Vicky Tauli Corpuz, da Rede de Trabalho das Mulheres Indígenas da Ásia, celebrou a inclusão de um pedido de respeito ao modo de vida dos povos originários como um pilar para alcançar o desenvolvimento sustentável. “Trabalhamos duro nas reuniões preparatórias para incluir nossa mensagem no texto. Estamos felizes em dizer que a maior parte das coisas que queríamos incluir no texto foram integradas”, disse. “Claro que não estamos totalmente felizes, pois todo o texto ainda fala sobre o paradigma do crescimento econômico, que levou aos problemas que enfrentamos agora. Alcançamos algumas coisas, perdemos algumas coisas, mas conseguimos controlar os piores danos que imaginávamos.”

Proteção social

A reafirmação dos acordos passados e a colocação da economia verde como um aspecto do desenvolvimento sustentável foram pontos enfatizados pelos negociadores brasileiros, que consideram que foram dois dos pontos mais sensíveis nas conversas dos últimos dias. O acordo expressa ainda “profunda preocupação” com os elevados níveis de desemprego e subemprego, em particular entre os jovens, e pede uma estratégia para o fortalecimento da organização internacional dos trabalhadores, questão que havia sido solicitada esta semana ao governo de Dilma Rousseff pela Central Sindical Internacional (CSI) e pela Central Única dos Trabalhadores (CUT).

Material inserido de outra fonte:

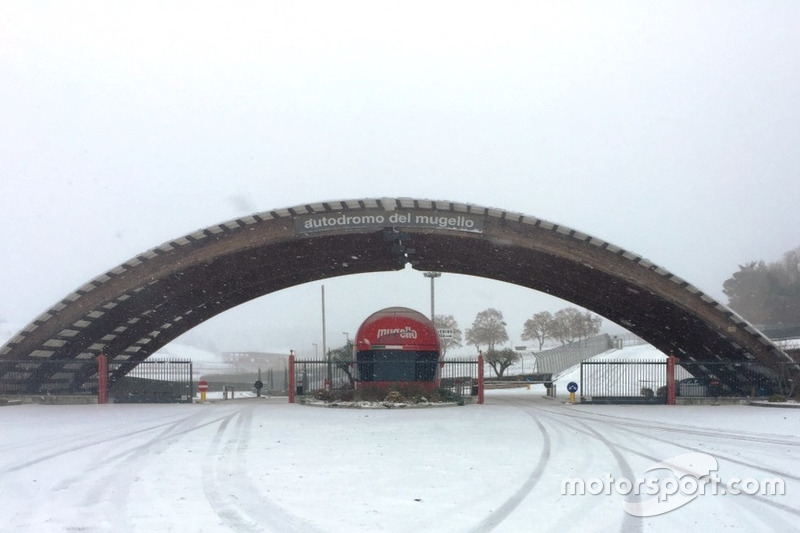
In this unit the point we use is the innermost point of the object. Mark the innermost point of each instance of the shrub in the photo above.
(324, 395)
(395, 396)
(445, 395)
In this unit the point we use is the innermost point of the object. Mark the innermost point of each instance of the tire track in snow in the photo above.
(502, 512)
(239, 502)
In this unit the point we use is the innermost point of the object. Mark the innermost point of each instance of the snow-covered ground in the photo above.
(257, 464)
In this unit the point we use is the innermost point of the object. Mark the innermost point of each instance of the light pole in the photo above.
(433, 276)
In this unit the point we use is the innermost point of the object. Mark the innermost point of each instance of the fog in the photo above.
(667, 129)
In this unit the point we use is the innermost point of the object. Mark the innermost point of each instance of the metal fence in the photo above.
(623, 381)
(49, 377)
(151, 381)
(559, 359)
(626, 381)
(146, 381)
(458, 376)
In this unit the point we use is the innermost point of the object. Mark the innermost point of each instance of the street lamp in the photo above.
(433, 276)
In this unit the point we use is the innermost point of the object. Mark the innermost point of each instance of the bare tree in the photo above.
(538, 327)
(500, 360)
(487, 329)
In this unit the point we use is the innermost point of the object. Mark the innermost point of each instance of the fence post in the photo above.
(102, 378)
(671, 360)
(480, 379)
(291, 376)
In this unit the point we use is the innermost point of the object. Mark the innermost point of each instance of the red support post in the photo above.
(480, 379)
(291, 377)
(671, 360)
(102, 378)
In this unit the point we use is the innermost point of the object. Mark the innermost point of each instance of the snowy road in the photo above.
(257, 465)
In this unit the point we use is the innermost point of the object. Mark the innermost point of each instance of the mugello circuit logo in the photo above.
(404, 333)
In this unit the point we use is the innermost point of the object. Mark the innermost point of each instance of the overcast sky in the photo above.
(671, 129)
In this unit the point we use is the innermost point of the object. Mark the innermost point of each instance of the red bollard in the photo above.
(102, 378)
(480, 379)
(671, 360)
(291, 377)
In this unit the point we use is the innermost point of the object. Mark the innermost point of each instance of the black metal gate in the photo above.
(640, 382)
(151, 381)
(459, 377)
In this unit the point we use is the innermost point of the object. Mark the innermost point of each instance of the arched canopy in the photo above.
(135, 309)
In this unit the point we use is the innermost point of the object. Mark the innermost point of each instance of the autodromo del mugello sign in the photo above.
(379, 219)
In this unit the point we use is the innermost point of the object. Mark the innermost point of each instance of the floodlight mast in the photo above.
(433, 276)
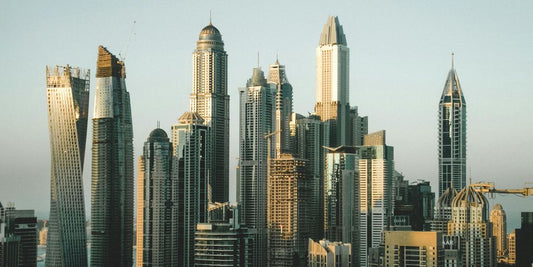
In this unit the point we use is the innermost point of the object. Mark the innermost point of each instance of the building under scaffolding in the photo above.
(290, 214)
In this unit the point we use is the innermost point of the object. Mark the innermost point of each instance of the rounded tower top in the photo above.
(210, 38)
(445, 200)
(158, 135)
(470, 197)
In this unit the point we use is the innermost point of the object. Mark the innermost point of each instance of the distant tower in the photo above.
(256, 120)
(283, 114)
(452, 134)
(332, 82)
(112, 166)
(376, 165)
(291, 220)
(341, 192)
(68, 100)
(210, 100)
(470, 222)
(190, 168)
(155, 208)
(499, 229)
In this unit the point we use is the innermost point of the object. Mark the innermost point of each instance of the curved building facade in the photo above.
(68, 99)
(210, 99)
(452, 135)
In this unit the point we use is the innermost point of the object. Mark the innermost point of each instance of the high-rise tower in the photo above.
(256, 120)
(499, 229)
(211, 100)
(452, 134)
(68, 100)
(283, 112)
(112, 166)
(190, 169)
(376, 165)
(332, 82)
(156, 223)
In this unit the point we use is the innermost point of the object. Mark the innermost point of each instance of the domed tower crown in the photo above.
(210, 38)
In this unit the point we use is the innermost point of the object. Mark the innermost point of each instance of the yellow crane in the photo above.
(489, 187)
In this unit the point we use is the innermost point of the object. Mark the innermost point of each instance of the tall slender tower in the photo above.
(452, 134)
(68, 100)
(155, 207)
(376, 165)
(211, 100)
(112, 166)
(499, 229)
(256, 117)
(190, 168)
(278, 78)
(332, 82)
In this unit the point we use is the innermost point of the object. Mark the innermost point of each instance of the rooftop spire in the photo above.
(453, 54)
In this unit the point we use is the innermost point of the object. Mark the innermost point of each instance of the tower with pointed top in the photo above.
(332, 82)
(283, 108)
(211, 100)
(452, 134)
(112, 166)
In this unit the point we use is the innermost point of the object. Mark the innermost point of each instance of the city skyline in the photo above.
(491, 67)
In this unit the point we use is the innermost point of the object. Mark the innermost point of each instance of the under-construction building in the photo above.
(290, 217)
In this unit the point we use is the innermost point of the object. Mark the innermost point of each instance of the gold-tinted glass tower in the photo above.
(68, 99)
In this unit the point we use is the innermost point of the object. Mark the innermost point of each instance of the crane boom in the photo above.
(488, 187)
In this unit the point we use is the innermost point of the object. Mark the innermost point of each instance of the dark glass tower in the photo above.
(210, 100)
(112, 166)
(452, 135)
(68, 100)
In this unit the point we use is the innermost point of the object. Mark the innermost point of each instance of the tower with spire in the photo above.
(452, 134)
(332, 82)
(210, 99)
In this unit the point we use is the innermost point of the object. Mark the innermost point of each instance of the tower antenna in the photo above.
(453, 54)
(132, 33)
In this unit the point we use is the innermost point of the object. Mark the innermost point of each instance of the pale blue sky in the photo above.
(399, 59)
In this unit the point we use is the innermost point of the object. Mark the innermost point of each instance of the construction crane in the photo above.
(488, 187)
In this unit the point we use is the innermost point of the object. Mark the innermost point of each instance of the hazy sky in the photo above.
(399, 59)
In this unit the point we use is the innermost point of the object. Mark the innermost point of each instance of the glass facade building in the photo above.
(112, 166)
(68, 100)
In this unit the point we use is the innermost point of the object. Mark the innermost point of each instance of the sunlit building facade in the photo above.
(332, 82)
(210, 99)
(156, 221)
(498, 219)
(68, 99)
(452, 135)
(112, 166)
(256, 120)
(376, 166)
(190, 171)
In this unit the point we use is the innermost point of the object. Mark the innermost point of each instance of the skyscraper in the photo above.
(112, 166)
(332, 83)
(376, 165)
(452, 134)
(470, 222)
(68, 100)
(499, 229)
(283, 112)
(155, 208)
(210, 99)
(341, 189)
(291, 218)
(190, 168)
(256, 116)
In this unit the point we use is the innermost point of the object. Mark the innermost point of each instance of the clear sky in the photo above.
(399, 59)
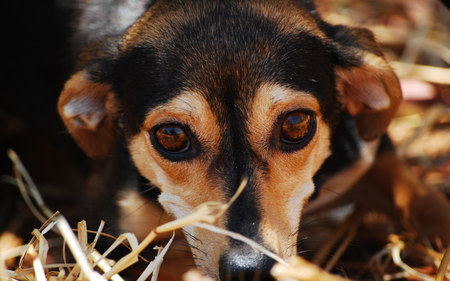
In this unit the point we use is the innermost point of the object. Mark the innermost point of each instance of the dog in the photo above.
(193, 96)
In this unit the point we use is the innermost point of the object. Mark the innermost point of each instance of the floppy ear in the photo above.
(88, 105)
(368, 86)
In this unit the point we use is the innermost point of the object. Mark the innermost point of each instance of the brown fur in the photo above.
(96, 137)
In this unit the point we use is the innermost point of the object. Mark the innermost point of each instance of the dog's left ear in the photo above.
(88, 104)
(368, 86)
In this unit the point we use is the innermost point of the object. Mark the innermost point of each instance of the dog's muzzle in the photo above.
(242, 263)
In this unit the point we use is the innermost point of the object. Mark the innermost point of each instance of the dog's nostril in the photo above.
(240, 266)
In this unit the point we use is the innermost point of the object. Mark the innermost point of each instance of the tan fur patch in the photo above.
(371, 93)
(88, 110)
(185, 184)
(288, 184)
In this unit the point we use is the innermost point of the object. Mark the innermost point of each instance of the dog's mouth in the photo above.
(243, 263)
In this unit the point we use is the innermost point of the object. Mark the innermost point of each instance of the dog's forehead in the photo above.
(224, 50)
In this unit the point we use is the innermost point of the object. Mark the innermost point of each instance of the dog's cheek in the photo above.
(286, 190)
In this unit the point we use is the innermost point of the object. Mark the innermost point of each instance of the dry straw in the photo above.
(88, 259)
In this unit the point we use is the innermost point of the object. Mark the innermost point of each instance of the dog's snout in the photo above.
(244, 264)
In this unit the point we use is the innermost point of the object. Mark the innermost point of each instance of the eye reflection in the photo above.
(296, 127)
(172, 138)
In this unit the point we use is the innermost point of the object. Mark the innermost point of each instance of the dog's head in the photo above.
(206, 93)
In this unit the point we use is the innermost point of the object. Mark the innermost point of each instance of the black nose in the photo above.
(244, 264)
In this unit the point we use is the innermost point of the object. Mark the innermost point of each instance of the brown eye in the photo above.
(296, 127)
(172, 138)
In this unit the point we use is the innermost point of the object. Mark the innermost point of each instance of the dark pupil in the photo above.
(295, 127)
(172, 138)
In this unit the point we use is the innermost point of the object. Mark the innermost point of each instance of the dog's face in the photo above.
(207, 93)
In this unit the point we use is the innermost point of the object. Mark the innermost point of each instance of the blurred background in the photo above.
(415, 36)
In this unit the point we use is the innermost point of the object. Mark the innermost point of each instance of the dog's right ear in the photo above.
(88, 105)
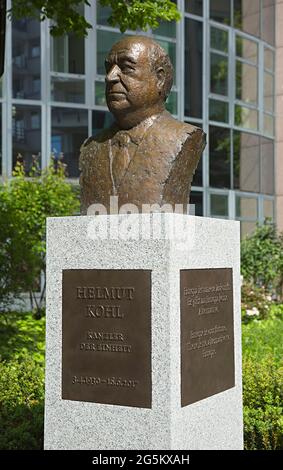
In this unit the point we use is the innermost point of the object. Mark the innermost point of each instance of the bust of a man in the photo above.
(146, 156)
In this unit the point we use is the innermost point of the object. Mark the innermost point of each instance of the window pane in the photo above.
(101, 120)
(197, 178)
(247, 16)
(64, 89)
(247, 49)
(268, 21)
(246, 207)
(194, 7)
(246, 117)
(26, 59)
(268, 209)
(268, 92)
(246, 83)
(268, 125)
(196, 200)
(100, 98)
(220, 11)
(268, 59)
(69, 130)
(218, 111)
(219, 205)
(219, 74)
(193, 68)
(105, 41)
(68, 54)
(219, 39)
(172, 103)
(267, 166)
(247, 228)
(26, 134)
(219, 157)
(246, 161)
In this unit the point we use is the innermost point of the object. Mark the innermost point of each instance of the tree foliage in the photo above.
(24, 205)
(127, 14)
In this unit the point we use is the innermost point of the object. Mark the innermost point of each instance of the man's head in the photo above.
(139, 77)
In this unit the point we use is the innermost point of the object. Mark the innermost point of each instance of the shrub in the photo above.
(21, 405)
(262, 258)
(256, 302)
(24, 205)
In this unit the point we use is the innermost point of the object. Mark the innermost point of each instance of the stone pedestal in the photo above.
(143, 333)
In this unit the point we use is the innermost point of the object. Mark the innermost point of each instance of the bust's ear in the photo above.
(160, 72)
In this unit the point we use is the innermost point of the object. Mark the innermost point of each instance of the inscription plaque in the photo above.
(207, 333)
(106, 336)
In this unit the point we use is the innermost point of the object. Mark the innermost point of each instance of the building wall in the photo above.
(52, 98)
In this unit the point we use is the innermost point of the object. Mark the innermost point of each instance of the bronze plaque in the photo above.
(207, 333)
(106, 332)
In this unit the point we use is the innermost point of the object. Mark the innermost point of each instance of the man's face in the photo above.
(131, 84)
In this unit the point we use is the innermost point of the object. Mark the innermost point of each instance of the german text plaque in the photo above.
(106, 336)
(207, 333)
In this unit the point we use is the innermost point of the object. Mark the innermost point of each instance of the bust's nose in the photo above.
(113, 74)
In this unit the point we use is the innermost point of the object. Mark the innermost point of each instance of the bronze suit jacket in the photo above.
(160, 171)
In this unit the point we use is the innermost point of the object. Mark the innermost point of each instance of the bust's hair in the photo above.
(159, 58)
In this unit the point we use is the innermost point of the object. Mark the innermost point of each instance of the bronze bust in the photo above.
(147, 156)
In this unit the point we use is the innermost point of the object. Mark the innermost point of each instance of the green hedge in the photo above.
(22, 346)
(22, 382)
(263, 382)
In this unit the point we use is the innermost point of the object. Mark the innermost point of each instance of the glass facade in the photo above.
(52, 97)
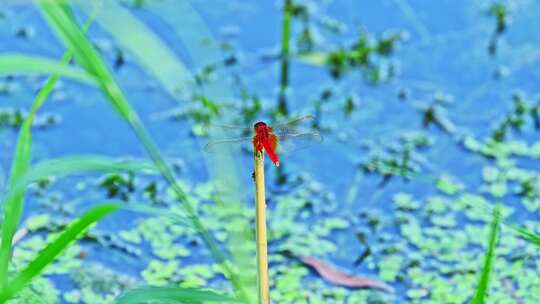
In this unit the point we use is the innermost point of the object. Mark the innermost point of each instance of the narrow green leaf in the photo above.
(13, 64)
(483, 284)
(527, 235)
(146, 294)
(47, 255)
(62, 22)
(314, 58)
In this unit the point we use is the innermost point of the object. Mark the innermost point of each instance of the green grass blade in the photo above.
(483, 284)
(47, 255)
(65, 26)
(145, 46)
(528, 235)
(13, 64)
(13, 205)
(172, 295)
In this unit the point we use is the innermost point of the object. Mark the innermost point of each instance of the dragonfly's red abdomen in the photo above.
(264, 139)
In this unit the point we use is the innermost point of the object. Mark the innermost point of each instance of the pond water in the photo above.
(420, 143)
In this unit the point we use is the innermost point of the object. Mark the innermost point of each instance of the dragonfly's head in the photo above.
(260, 126)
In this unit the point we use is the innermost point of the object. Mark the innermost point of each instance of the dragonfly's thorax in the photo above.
(261, 130)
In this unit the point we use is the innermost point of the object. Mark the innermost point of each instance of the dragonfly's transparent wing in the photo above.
(218, 145)
(291, 142)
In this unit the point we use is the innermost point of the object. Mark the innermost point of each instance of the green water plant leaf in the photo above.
(150, 294)
(47, 255)
(63, 22)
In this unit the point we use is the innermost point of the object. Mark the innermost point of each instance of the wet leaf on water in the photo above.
(337, 277)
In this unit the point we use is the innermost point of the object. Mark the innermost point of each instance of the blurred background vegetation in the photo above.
(424, 189)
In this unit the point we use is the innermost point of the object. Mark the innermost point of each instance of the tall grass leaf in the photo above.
(172, 295)
(13, 64)
(62, 22)
(47, 255)
(144, 45)
(313, 58)
(483, 283)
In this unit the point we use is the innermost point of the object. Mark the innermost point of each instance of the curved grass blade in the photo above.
(483, 283)
(13, 205)
(12, 64)
(47, 255)
(172, 294)
(528, 235)
(59, 18)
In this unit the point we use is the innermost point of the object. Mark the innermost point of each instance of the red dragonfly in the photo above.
(273, 140)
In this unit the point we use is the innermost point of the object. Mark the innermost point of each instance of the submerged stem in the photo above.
(260, 230)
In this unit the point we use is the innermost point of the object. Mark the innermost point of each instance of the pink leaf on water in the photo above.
(338, 277)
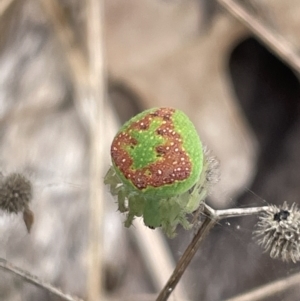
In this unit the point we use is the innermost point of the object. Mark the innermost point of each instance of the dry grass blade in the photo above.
(274, 41)
(5, 265)
(74, 56)
(97, 143)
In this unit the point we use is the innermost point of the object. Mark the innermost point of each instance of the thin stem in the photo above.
(208, 223)
(5, 265)
(234, 212)
(211, 218)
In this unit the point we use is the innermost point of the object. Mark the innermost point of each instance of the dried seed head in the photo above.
(15, 193)
(278, 231)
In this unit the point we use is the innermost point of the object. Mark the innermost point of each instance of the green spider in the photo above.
(159, 169)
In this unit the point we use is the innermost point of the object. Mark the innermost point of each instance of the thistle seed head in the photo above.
(15, 193)
(278, 231)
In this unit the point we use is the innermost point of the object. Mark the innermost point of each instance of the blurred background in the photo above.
(71, 72)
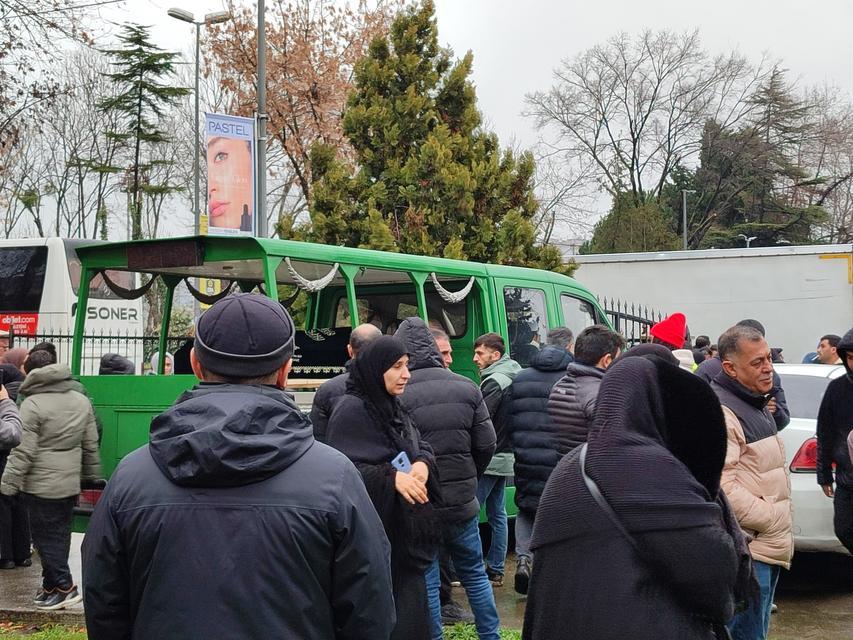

Trine Lise Sundnes, primeira-secretária da Confederação dos Trabalhadores da Noruega, ficou satisfeita com a sinalização de criação de um piso de proteção social, mas entende que houve desequilíbrio no documento final entre os pilares do desenvolvimento sustentável: ambiente, economia e social. “Queríamos ver medidas concretas quanto à energia renovável. Houve falta de transparência nas últimas horas da negociação, este é um problema que deve ser corrigido.”

A questão de gênero também desapontou. Além das negociações em si, a realização de um seminário específico por parte da ONU Mulheres, encabeçada pela chilena Michelle Bachelet, e os pedidos de especialistas nomeados pelo secretário-geral da ONU, Ban Ki-moon, criaram a expectativa de um compromisso efetivo em torno da redução das desigualdades.

Mas, no geral, as mulheres são citadas em uma série de artigos que dizem respeito à criação de trabalho decente e à igualdade de oportunidades. Apenas no parágrafo 146 há uma citação à necessidade de reduzir a mortalidade materna e infantil, com esforços também pela equidade de gênero e pelo livre arbítrio das mulheres em questões relacionadas à sexualidade.

“Estamos desapontados que alguns dos Estados não nos apoiaram como mulheres. Queremos não apenas uma declaração visionária, mas como será feita a implementação do texto”, resumiu Noelene Nabulivou, de um grupo feminista da ilha de Fiji, no Pacífico.

Na quinta-feira, Bachelet e Dilma farão uma sessão conjunta para debater de que maneira a desigualdade entre homens e mulheres nas oportunidades – na vida social, no mundo do trabalho, na política – se relaciona com a dificuldade em construir o desenvolvimento sustentável.